L’intervista per il nostro Bilancio Sociale

In sala, Valentina sistema i tavoli, accoglie i clienti e consegna anche i guanti, per via dell’emergenza Coronavirus. Il Colonnello la scruta bonario da dietro il bancone. Ma non fraintendete: “Colonnello” non è il soprannome di un datore di lavoro piuttosto rigido, è l’uomo simbolo di KFC – Kentucky Fried Chicken – la catena di 23 mila ristoranti presenti in tutto il mondo.

Valentina, 28 anni, lavora nel ristorante di Curno da fine 2019. Ci è arrivata dopo un bel percorso di inclusione lavorativa dedicato alle persone con fragilità, attraverso il nostro ONP Bistrò. Siamo andati a trovarla.

Ci racconti la tua giornata tipo qui al nuovo lavoro?

«Ogni mattina prendo due pullman dall’appartamento che condivido con la mia coinquilina Martina e arrivo al lavoro qualche minuto prima, così posso anche prendere il caffè con i colleghi. Alle 11.30 attacco il turno e lavoro fino alle 15.30, quando torno a casa stanca dalla giornata lavorativa. Ma ho dei colleghi simpatici, come Luca, il direttore (nella foto)».

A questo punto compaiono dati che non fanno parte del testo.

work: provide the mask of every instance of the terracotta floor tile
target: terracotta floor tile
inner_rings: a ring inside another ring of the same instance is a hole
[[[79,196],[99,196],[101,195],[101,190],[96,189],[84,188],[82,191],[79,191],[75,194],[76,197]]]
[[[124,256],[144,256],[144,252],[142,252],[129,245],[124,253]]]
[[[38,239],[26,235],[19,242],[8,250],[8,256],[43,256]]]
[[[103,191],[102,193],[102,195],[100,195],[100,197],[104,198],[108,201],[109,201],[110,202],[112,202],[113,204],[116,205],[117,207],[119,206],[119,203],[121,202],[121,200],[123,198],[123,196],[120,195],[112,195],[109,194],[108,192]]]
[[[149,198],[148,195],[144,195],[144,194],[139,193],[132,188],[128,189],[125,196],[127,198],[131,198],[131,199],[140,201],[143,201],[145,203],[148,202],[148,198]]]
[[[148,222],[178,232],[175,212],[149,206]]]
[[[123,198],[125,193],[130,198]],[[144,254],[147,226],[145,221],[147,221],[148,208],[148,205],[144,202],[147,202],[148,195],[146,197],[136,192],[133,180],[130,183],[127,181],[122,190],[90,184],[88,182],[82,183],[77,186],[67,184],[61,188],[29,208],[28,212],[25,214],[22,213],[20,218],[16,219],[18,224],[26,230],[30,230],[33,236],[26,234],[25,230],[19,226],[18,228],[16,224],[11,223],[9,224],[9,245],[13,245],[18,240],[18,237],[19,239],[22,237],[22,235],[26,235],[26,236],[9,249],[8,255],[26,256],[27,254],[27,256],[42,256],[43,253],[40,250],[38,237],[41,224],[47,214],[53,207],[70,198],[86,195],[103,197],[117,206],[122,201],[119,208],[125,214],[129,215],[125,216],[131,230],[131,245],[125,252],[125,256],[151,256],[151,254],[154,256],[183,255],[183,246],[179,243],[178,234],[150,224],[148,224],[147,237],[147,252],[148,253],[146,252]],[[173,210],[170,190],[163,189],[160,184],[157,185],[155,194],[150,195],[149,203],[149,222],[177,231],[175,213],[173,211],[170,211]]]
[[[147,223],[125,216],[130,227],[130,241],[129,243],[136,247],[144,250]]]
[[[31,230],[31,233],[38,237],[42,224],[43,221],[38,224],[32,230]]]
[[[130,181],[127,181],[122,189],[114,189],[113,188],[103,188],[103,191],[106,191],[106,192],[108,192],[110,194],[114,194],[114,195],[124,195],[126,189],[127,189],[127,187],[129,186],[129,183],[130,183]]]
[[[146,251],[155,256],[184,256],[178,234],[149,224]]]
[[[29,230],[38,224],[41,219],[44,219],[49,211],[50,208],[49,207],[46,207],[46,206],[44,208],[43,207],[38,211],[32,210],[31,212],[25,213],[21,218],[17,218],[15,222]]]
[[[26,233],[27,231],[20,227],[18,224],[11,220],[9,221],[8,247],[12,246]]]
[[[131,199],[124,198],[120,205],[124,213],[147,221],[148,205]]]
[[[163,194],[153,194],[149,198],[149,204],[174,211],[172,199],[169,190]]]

Come hai trovato questo lavoro?

«Per 11 mesi ho fatto esperienza all’ONP Bistrò. Ho imparato tanto. Lì servivo i contorni ai clienti e aiutavo a caricare la lavastoviglie».

Altre differenze tra l’esperienza al bistrò e questo primo lavoro “vero”?

«Ora ho una divisa impeccabile: maglietta, cappellino, pantaloni e scarpe».

Che cosa ti ha dato questo lavoro nella tua vita personale?

«Mi ha insegnato a non essere troppo ansiosa».

E se dovessi suggerirci che cosa mangiare qui a KFC?

«Il Krunchy è il mio preferito».

Oltre all’attività di inclusione lavorativa all’ONP Bistrò del 2019, Valentina sta facendo un’altra bellissima esperienza di vita: vive da due anni in un appartamento, gestito da Namasté, in cui si sperimenta la convivenza tra persone con fragilità e giovani volontari. «Mi trovo molto bene con la mia coinquilina Martina. Ho imparato tante cose sulla gestione della casa grazie a lei». E se deve esprimere un desiderio per il futuro, ci rivela «Vorrei andare a Francoforte per ritrovare la mia amica Ofelia che si è trasferita lì da tempo».